As time went on and Jones became increasingly fixated on the idea of ‘revolutionary suicide’, he would often hold ‘White Night’ suicide drills out of the blue. Effectively, these were 3am fire alarm drills, but - obviously - a whole lot darker. Often, followers would have no idea whether these drills were false or real. Leading to, as you can imagine, a real tension and a feeling of a lack of control over their own destinies.
One very methodical and particularly cynical way Jim Jones would exercise control over people was by creating blackmail situations. Surveillance, secret filming and filmed confessions were common. As were forced and faked confessions. He’d even make people admit on camera to having carried out crimes such as the assassination of Robert Kennedy. Such tools were purely psychological. After all, they were hardly credible. Still, though. They worked.
Jones was even known to force people to hold guns he claimed were murder weapons, get their fingerprints on them and then use that as a way to have the person do as they were told. Betray him and he would report them to the police, he said.

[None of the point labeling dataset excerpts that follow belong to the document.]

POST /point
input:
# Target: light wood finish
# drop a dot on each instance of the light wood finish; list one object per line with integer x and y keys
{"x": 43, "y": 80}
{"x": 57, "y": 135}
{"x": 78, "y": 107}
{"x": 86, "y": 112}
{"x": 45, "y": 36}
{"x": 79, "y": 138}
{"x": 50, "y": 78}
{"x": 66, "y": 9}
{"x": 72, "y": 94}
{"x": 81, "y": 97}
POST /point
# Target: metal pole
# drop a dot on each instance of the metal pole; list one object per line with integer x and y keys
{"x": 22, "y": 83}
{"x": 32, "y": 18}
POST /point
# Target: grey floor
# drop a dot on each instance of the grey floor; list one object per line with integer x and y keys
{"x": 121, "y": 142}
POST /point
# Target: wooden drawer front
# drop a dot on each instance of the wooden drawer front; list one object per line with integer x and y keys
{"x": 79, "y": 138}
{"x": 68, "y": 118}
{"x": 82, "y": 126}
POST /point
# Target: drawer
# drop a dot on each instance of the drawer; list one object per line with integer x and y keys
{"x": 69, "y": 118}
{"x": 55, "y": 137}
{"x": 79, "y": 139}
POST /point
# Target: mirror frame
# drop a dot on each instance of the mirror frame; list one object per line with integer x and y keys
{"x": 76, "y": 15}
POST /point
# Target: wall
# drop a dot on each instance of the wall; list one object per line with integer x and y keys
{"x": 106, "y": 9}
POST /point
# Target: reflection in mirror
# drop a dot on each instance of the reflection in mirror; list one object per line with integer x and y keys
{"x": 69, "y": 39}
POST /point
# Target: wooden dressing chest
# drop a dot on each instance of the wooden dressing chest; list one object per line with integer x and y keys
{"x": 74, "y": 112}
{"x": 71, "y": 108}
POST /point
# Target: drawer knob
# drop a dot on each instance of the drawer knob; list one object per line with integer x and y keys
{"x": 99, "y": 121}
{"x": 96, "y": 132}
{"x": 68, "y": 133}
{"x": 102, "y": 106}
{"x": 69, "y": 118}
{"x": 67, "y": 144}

Jones himself was a huge drug addict. Barbiturates were a particular favourite. The speed would keep him focused and energetic, but also cause huge mood swings and increasingly erratic behaviour that many experts believe contributed to the awful conclusion of The Jonestown Project. He would also spend the majority of his days popping various prescription medications. As well as self-medicating, he would also medicate his followers. Whether they liked it or not.

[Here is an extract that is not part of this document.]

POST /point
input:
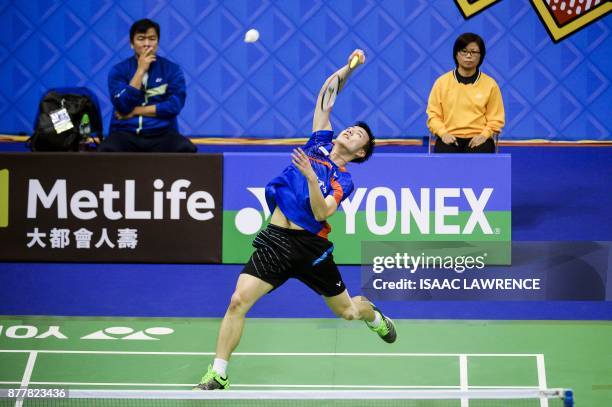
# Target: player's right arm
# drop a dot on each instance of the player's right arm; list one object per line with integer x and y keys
{"x": 320, "y": 120}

Those with dissenting voices (or what were perceived as such) would be put into ‘therapy’. But, as you can imagine, we’re not talking about feet-up-on-the-couch, tell-me-about-your-childhood-type therapy. We’re talking about ‘Special Care Units’ (aka prison cells patrolled by armed guards) and heavy sedation via psychotherapeutic drugs.
Not all of the methods used by Jim Jones to control his followers involve ingenuity or subtlety. In fact, once his authority was established and with loyalty drilled into everyone, he could keep them in line with the fear of violence. Or violence itself. Towards the end of The People’s Temple, abuse was rife. Sometimes it was used as a tool of control, other times it was employed merely as punishment. Mostly it existed because Jones had become increasingly paranoid, cynical, jaded and ravaged by the destructive force of nefarious power and drugs.
Beatings were regular, staged boxing matches were not uncommon, either. Floggings while naked, forced medical examinations, sexual assaults, people locked in boxes, the violence was frequent and always humiliating. Often it would be administered in front of a crowd. One particularly distressing story involved Jones stopping a sermon to strip a woman and make her defecate into a can in front of hundreds of her fellow followers, including her friends and family.
He would terrorise and beat children in front of their parents, take away men’s wives to have sex with them, electroshock elderly folk and force people to drink their own urine and eat their own vomit. The man knew no depths and would do anything to chastise, intimidate and control his followers…
Despite all of the violence, horrors and human rights violations, people stayed. They were too far in and had ultimately had their brains reprogrammed. Eventually, it would lead to the most shocking and evil mass murder-suicide of all time.